Design patents protect the aesthetic appearance of a product or portion of the product. The aesthetic appearance is affected by a number of things, including whether the product is illuminated. However, how does one capture in the USPTO’s preferred black and white line drawings that fact that some or all of the design is illuminated? Pretty much the way you would think. Take, for example, U.S. Patent No. D688245 on a Contoured Mouse, which illustrates illumination with a burst of radiating dashed lines:
the patent explains that the “dash-dot-dash lines shown in Fig 8 represent the illumination at the finger wheel and these lines form no part of the claimed design.” This same technique was used in U.S. Patent No. D688,664, also on a contoured mouse.
Discover Financial Service used a similar technique to illustrate an illuminated portion on their Discover Card in U.S. Patent No. D685419:
The patent explaining that “The circle is the boundary of the illuminated portion.

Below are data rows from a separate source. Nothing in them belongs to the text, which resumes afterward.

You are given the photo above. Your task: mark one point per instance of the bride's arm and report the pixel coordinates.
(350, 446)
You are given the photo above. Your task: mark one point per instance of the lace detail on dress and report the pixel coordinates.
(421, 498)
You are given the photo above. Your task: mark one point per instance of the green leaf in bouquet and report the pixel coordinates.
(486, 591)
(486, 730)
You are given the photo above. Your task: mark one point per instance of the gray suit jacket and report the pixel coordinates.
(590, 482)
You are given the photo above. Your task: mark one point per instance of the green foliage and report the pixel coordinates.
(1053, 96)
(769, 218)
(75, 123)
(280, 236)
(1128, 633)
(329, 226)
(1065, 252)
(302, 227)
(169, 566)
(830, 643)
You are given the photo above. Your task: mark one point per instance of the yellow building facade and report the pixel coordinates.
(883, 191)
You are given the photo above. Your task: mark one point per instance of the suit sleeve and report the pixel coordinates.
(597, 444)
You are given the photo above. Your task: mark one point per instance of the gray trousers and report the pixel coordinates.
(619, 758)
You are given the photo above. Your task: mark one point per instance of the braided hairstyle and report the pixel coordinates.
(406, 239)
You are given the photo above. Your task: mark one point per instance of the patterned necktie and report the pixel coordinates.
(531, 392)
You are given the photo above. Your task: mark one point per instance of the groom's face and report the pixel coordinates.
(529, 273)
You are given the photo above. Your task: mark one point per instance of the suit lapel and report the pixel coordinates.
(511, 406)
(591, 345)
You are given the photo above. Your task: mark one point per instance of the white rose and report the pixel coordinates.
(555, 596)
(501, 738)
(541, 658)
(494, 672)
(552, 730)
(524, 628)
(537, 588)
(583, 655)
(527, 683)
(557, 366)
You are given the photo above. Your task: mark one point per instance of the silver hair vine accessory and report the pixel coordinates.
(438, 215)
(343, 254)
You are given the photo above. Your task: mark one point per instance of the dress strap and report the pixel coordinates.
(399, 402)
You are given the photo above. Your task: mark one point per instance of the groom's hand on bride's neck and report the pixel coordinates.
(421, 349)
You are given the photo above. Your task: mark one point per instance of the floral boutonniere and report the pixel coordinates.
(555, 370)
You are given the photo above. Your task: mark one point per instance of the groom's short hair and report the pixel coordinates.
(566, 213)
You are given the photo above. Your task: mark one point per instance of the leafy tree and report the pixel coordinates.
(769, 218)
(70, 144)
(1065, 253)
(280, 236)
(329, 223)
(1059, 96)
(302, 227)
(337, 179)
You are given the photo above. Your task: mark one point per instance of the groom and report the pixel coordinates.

The radiating lines illustrate the glow of the illumination.” Radiating lines were also used to indicate illumination on an MR scanner in U.S. Patent No. D682,026:
Still other examples include: an electronic data module with illuminated region in U.S. Patent No. D670696:
An illuminated cup rim in U.S. Patent No. D670419:
Illumination can be claimed in a design patent, it is simply a matter of illustrating the illumination in the drawings, and describing the drawings properly.